We are not fully self sufficient, but we work hard in that direction as we create a new path through life for ourselves, always reaching to do even more ourselves and to get closer to the ideal we envision. We are however far more self sufficient than many in this world. 7 years in, we continue to learn and grow in this homesteading lifestyle. We welcome comments and advice and ideas and questions.
We welcome visitors from all over to our home with strict covid policies in place. We spend our time learning to live all over again in a more environmental and sustainable way though even there we are far from perfect always learning and growing doing better as we know better.

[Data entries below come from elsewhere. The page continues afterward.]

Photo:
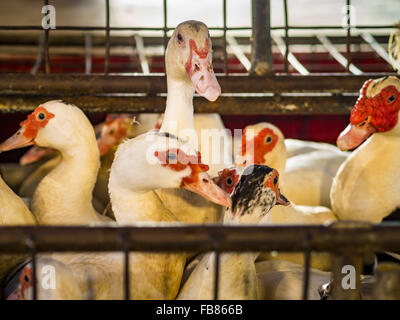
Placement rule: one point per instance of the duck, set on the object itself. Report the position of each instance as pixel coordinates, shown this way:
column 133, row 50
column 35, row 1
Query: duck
column 142, row 165
column 55, row 282
column 256, row 192
column 264, row 143
column 13, row 212
column 189, row 69
column 366, row 185
column 64, row 196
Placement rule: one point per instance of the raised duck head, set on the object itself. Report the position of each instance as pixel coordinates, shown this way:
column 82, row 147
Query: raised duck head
column 189, row 58
column 264, row 144
column 54, row 124
column 376, row 110
column 256, row 192
column 159, row 160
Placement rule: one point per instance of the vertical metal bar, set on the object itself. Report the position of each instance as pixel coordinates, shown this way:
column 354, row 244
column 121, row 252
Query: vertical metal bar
column 46, row 55
column 216, row 274
column 348, row 37
column 165, row 12
column 32, row 248
column 261, row 46
column 107, row 59
column 88, row 53
column 344, row 265
column 286, row 66
column 126, row 275
column 224, row 39
column 307, row 263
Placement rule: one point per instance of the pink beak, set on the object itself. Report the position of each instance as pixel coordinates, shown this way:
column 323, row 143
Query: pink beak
column 201, row 73
column 354, row 135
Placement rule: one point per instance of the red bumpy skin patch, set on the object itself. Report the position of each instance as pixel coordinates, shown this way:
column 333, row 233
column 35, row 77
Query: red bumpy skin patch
column 228, row 179
column 273, row 183
column 263, row 143
column 201, row 53
column 36, row 120
column 178, row 160
column 380, row 110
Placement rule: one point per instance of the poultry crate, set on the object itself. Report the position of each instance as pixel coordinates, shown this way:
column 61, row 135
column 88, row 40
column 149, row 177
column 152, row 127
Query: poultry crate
column 295, row 86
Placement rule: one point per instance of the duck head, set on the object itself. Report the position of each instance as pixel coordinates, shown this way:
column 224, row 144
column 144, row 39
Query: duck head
column 189, row 57
column 54, row 124
column 263, row 144
column 376, row 110
column 159, row 160
column 256, row 192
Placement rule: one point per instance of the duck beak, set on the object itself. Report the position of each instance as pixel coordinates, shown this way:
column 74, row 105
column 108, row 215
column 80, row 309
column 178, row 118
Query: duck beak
column 18, row 140
column 282, row 200
column 354, row 135
column 205, row 187
column 34, row 154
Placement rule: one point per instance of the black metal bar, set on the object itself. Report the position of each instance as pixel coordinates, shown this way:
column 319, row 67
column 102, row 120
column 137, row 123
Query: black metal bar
column 107, row 59
column 348, row 37
column 125, row 103
column 80, row 84
column 165, row 29
column 95, row 28
column 360, row 238
column 261, row 45
column 46, row 55
column 224, row 38
column 88, row 53
column 32, row 250
column 126, row 275
column 216, row 274
column 307, row 265
column 285, row 9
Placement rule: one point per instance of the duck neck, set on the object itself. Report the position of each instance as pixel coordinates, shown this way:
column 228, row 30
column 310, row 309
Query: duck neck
column 65, row 194
column 138, row 206
column 179, row 110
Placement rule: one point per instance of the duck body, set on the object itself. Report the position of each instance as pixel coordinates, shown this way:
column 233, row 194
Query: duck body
column 255, row 194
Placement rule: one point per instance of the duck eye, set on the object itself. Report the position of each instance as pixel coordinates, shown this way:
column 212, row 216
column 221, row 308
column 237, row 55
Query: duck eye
column 172, row 156
column 27, row 279
column 391, row 98
column 180, row 38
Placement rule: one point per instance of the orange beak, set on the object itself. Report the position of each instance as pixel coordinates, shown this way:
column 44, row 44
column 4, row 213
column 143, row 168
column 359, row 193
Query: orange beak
column 207, row 188
column 16, row 141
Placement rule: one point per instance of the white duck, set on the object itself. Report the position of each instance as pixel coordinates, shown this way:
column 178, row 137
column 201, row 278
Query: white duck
column 54, row 282
column 255, row 194
column 367, row 184
column 64, row 196
column 189, row 68
column 263, row 143
column 148, row 162
column 13, row 211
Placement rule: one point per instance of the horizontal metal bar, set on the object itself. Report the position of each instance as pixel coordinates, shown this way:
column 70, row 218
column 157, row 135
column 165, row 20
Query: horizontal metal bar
column 267, row 104
column 66, row 84
column 98, row 40
column 337, row 238
column 77, row 28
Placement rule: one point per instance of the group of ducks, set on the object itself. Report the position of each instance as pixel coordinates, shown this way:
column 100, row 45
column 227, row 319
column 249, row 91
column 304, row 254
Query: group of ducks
column 150, row 172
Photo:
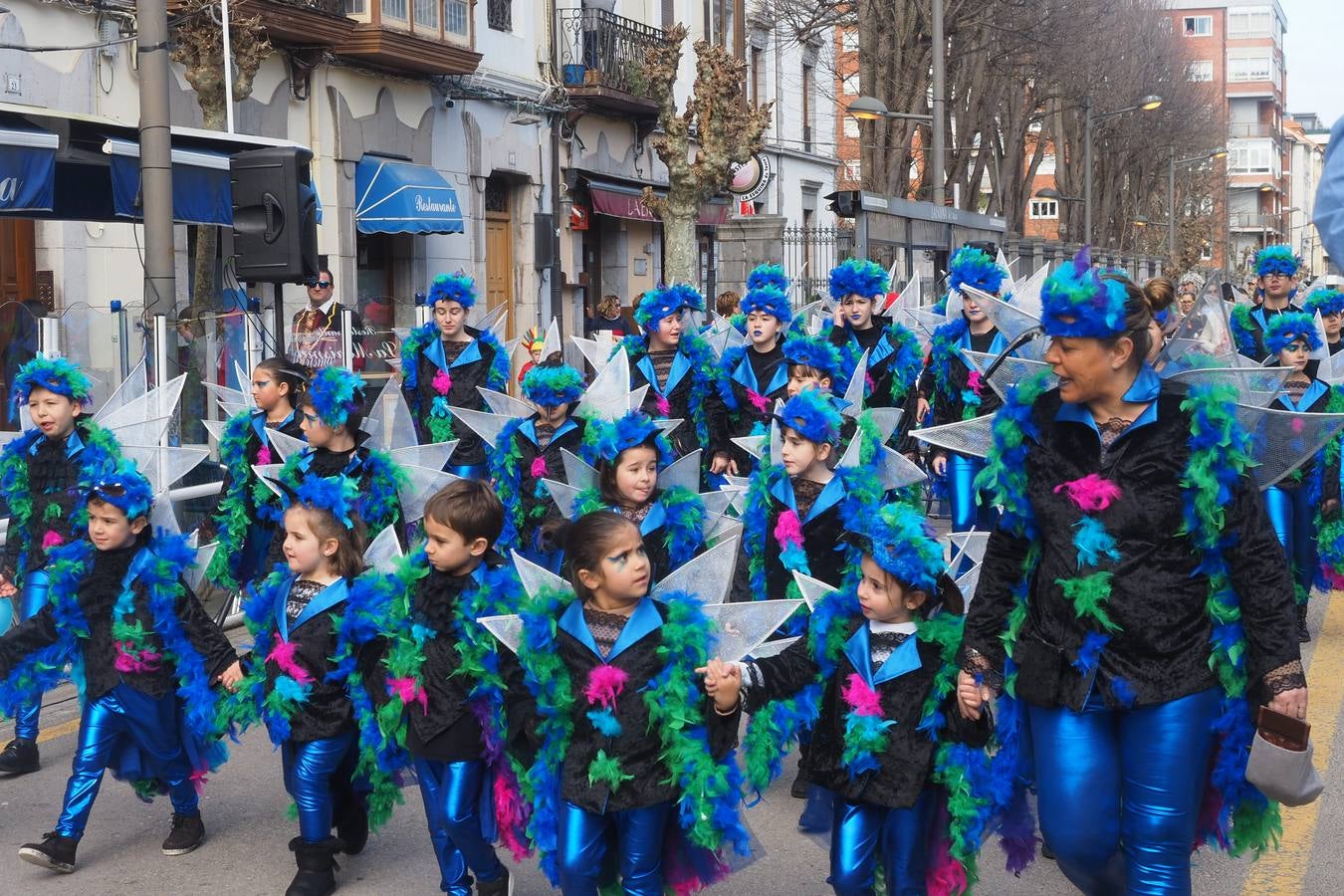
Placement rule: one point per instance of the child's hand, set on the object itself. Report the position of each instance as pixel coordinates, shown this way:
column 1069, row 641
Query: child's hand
column 231, row 676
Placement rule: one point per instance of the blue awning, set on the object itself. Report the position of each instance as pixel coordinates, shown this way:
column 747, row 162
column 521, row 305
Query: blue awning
column 400, row 198
column 27, row 169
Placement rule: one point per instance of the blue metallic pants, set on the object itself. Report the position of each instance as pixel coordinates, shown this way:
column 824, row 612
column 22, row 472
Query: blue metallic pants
column 108, row 723
column 31, row 599
column 314, row 770
column 1120, row 790
column 638, row 840
column 452, row 792
column 864, row 831
column 1293, row 518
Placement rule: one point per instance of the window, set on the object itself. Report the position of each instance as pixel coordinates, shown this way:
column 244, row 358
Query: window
column 1044, row 208
column 1248, row 69
column 1198, row 26
column 1201, row 70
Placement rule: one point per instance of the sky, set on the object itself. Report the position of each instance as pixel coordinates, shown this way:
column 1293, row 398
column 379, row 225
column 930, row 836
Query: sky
column 1312, row 50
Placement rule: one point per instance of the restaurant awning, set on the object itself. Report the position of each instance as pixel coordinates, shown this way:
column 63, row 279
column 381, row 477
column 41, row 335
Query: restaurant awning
column 402, row 198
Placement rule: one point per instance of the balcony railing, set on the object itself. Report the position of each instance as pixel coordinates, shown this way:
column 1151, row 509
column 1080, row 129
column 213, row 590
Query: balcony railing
column 599, row 49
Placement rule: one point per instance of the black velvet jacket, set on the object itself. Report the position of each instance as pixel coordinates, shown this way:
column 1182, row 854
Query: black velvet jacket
column 463, row 394
column 1158, row 595
column 637, row 746
column 906, row 765
column 97, row 596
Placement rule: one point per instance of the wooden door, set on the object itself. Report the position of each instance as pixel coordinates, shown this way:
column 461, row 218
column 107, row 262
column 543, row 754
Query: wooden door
column 499, row 264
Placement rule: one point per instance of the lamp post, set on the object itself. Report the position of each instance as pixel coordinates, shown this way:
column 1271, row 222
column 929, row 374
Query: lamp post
column 1147, row 104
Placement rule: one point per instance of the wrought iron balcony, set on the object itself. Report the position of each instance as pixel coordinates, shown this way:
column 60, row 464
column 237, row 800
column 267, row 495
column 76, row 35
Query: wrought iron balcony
column 601, row 57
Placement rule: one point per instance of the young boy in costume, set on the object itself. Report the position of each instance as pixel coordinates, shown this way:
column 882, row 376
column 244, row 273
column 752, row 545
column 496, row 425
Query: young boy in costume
column 39, row 472
column 442, row 362
column 148, row 653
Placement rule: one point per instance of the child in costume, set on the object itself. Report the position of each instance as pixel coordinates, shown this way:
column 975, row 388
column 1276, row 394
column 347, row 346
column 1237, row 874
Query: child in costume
column 333, row 410
column 446, row 680
column 303, row 684
column 757, row 372
column 1294, row 503
column 630, row 753
column 1275, row 272
column 442, row 362
column 244, row 535
column 682, row 372
column 956, row 391
column 146, row 654
column 39, row 472
column 874, row 679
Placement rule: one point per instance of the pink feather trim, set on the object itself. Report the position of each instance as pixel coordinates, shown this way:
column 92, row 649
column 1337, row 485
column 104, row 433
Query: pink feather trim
column 860, row 696
column 283, row 654
column 605, row 685
column 409, row 691
column 1090, row 493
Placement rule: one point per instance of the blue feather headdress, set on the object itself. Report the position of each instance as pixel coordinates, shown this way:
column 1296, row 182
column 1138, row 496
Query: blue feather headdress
column 123, row 488
column 665, row 301
column 1275, row 260
column 1075, row 301
column 1286, row 328
column 56, row 375
column 453, row 288
column 552, row 385
column 810, row 350
column 335, row 394
column 1325, row 301
column 859, row 277
column 975, row 268
column 812, row 415
column 765, row 276
column 899, row 541
column 633, row 429
column 768, row 300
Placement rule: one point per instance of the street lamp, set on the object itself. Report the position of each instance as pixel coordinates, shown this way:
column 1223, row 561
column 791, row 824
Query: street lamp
column 1147, row 104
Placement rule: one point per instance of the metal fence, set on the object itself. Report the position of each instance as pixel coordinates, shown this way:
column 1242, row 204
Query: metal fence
column 809, row 253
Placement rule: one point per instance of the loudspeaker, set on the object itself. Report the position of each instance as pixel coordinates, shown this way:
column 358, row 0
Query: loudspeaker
column 275, row 215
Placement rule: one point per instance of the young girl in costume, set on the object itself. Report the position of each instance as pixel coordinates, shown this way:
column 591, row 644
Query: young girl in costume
column 956, row 391
column 757, row 372
column 874, row 680
column 303, row 683
column 442, row 362
column 445, row 680
column 333, row 410
column 682, row 372
column 145, row 656
column 630, row 753
column 244, row 535
column 38, row 474
column 1294, row 501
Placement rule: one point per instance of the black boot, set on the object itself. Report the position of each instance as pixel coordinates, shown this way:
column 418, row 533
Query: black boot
column 19, row 757
column 54, row 852
column 316, row 868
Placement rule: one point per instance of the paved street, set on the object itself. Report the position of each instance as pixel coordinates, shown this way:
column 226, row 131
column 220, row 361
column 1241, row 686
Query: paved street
column 245, row 817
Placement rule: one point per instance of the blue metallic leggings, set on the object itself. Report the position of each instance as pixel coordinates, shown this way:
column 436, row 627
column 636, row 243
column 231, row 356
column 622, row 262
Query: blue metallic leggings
column 638, row 837
column 864, row 831
column 452, row 792
column 314, row 770
column 1294, row 524
column 150, row 724
column 1120, row 790
column 33, row 598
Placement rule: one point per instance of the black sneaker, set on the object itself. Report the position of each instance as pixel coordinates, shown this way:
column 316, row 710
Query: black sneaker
column 19, row 757
column 187, row 833
column 54, row 852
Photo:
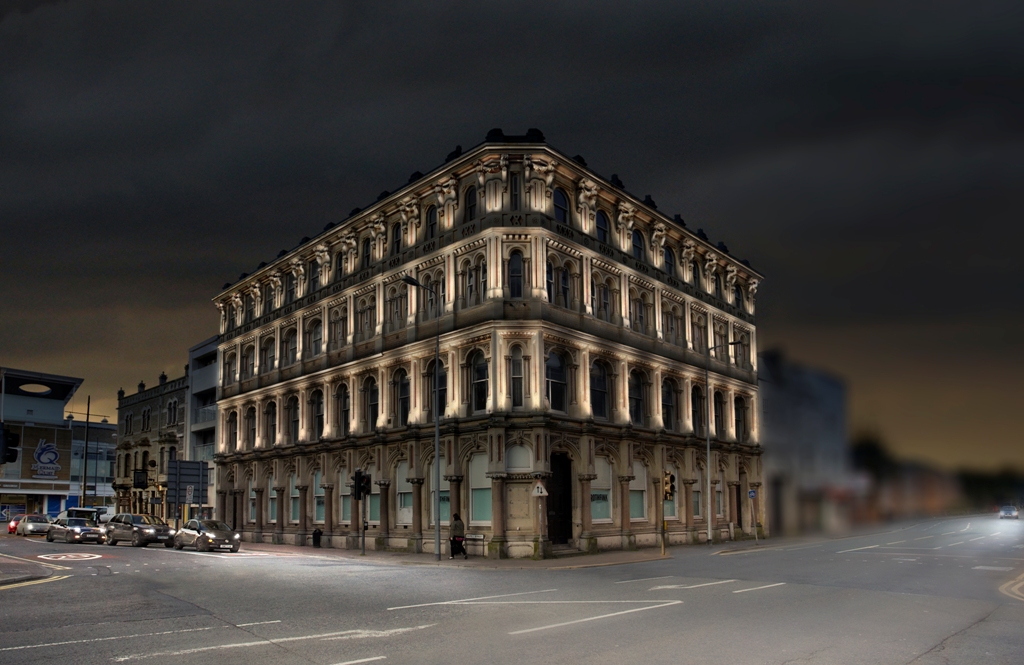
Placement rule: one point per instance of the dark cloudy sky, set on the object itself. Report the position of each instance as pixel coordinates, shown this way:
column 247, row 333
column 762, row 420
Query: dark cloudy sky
column 866, row 158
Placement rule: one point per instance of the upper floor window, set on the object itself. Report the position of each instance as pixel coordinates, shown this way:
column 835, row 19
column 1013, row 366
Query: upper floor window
column 554, row 372
column 395, row 239
column 515, row 275
column 561, row 207
column 431, row 222
column 602, row 226
column 639, row 249
column 470, row 204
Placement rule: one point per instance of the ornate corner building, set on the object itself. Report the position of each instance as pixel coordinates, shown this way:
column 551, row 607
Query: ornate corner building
column 573, row 323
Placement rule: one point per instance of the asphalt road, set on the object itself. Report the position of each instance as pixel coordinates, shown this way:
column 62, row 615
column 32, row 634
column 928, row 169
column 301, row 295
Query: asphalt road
column 934, row 591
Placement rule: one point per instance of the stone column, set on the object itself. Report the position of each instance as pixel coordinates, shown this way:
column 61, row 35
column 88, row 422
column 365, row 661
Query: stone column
column 328, row 512
column 496, row 548
column 417, row 538
column 587, row 541
column 279, row 529
column 258, row 533
column 384, row 529
column 455, row 495
column 222, row 505
column 300, row 539
column 629, row 540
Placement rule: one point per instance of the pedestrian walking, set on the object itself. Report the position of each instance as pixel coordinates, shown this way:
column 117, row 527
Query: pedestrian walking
column 457, row 538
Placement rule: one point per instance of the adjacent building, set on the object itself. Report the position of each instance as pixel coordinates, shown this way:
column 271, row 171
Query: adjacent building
column 573, row 322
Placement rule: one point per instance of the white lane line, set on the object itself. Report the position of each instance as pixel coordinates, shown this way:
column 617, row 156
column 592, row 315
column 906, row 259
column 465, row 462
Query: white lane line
column 766, row 586
column 646, row 579
column 603, row 616
column 262, row 642
column 84, row 641
column 482, row 597
column 256, row 623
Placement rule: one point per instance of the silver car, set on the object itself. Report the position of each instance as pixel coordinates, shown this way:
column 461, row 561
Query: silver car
column 33, row 526
column 208, row 535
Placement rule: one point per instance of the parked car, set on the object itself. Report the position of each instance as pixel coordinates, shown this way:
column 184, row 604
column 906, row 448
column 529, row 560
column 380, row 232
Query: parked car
column 74, row 530
column 207, row 535
column 33, row 526
column 138, row 530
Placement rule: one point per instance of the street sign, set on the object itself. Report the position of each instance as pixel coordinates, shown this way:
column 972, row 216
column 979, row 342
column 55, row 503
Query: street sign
column 180, row 475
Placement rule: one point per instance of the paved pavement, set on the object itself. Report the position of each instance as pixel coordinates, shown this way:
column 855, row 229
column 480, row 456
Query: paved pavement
column 927, row 592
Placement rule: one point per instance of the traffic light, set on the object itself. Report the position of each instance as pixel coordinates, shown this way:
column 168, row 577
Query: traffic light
column 669, row 486
column 8, row 446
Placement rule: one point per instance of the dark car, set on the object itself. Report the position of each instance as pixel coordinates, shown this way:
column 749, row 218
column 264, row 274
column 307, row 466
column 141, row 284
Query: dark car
column 74, row 530
column 207, row 535
column 138, row 530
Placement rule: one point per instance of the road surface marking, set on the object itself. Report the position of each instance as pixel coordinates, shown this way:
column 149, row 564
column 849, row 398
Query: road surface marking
column 603, row 616
column 766, row 586
column 256, row 623
column 262, row 642
column 32, row 582
column 53, row 566
column 84, row 641
column 646, row 579
column 482, row 597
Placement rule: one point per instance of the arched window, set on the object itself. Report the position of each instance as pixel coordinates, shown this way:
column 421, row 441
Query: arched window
column 742, row 423
column 470, row 204
column 561, row 206
column 516, row 375
column 270, row 421
column 697, row 409
column 395, row 239
column 479, row 381
column 599, row 389
column 343, row 407
column 669, row 405
column 515, row 275
column 316, row 404
column 639, row 249
column 401, row 388
column 431, row 222
column 250, row 428
column 670, row 261
column 232, row 435
column 437, row 390
column 293, row 419
column 601, row 224
column 372, row 393
column 636, row 399
column 554, row 374
column 719, row 406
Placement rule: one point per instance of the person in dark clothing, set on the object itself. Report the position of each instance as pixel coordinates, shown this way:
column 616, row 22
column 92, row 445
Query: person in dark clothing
column 457, row 538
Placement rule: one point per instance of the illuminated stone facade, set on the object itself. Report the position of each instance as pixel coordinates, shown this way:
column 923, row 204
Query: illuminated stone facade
column 573, row 320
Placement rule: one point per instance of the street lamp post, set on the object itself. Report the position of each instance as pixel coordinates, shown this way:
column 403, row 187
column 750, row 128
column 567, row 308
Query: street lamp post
column 437, row 421
column 708, row 349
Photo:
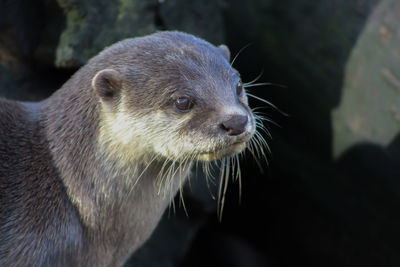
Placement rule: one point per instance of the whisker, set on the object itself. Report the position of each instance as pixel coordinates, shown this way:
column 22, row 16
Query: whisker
column 268, row 103
column 240, row 51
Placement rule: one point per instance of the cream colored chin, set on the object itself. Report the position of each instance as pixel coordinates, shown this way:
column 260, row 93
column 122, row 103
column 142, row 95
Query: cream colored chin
column 229, row 151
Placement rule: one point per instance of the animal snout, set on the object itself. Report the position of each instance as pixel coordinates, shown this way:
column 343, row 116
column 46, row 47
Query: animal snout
column 235, row 125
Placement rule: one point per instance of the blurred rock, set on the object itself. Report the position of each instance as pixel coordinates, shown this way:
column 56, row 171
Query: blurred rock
column 370, row 107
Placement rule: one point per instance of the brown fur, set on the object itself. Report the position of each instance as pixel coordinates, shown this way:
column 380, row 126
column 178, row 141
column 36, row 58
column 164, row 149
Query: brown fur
column 72, row 197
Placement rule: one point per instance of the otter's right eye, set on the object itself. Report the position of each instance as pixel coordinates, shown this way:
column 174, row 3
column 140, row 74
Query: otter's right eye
column 183, row 104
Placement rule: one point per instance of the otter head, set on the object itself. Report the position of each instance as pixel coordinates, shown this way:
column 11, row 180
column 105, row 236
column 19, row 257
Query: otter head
column 171, row 95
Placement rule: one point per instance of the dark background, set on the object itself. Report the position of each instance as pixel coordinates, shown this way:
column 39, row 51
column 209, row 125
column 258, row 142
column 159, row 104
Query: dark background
column 330, row 193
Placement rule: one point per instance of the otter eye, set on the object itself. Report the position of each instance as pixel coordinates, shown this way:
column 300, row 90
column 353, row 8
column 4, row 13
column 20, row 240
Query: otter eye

This little homestead farm is a magical place named for the New England wildflowers that grow all around. A place where a physicist, watches the night sky on clear nights with the aide of mirror and glass, and a woman, works endlessly in the gardens, the kitchen, and a variety of projects to create and to keep a very unique life style running and functioning. Wildflower Farm, has become so much more than simply a piece of land we can grow a few vegetables on. The longer I spend here, the more alive the land seems, the more I learn about it's function and the more meaning it has. My place in the universe and the next steps on our new path become ever more clear.
We welcome you on this journey with us.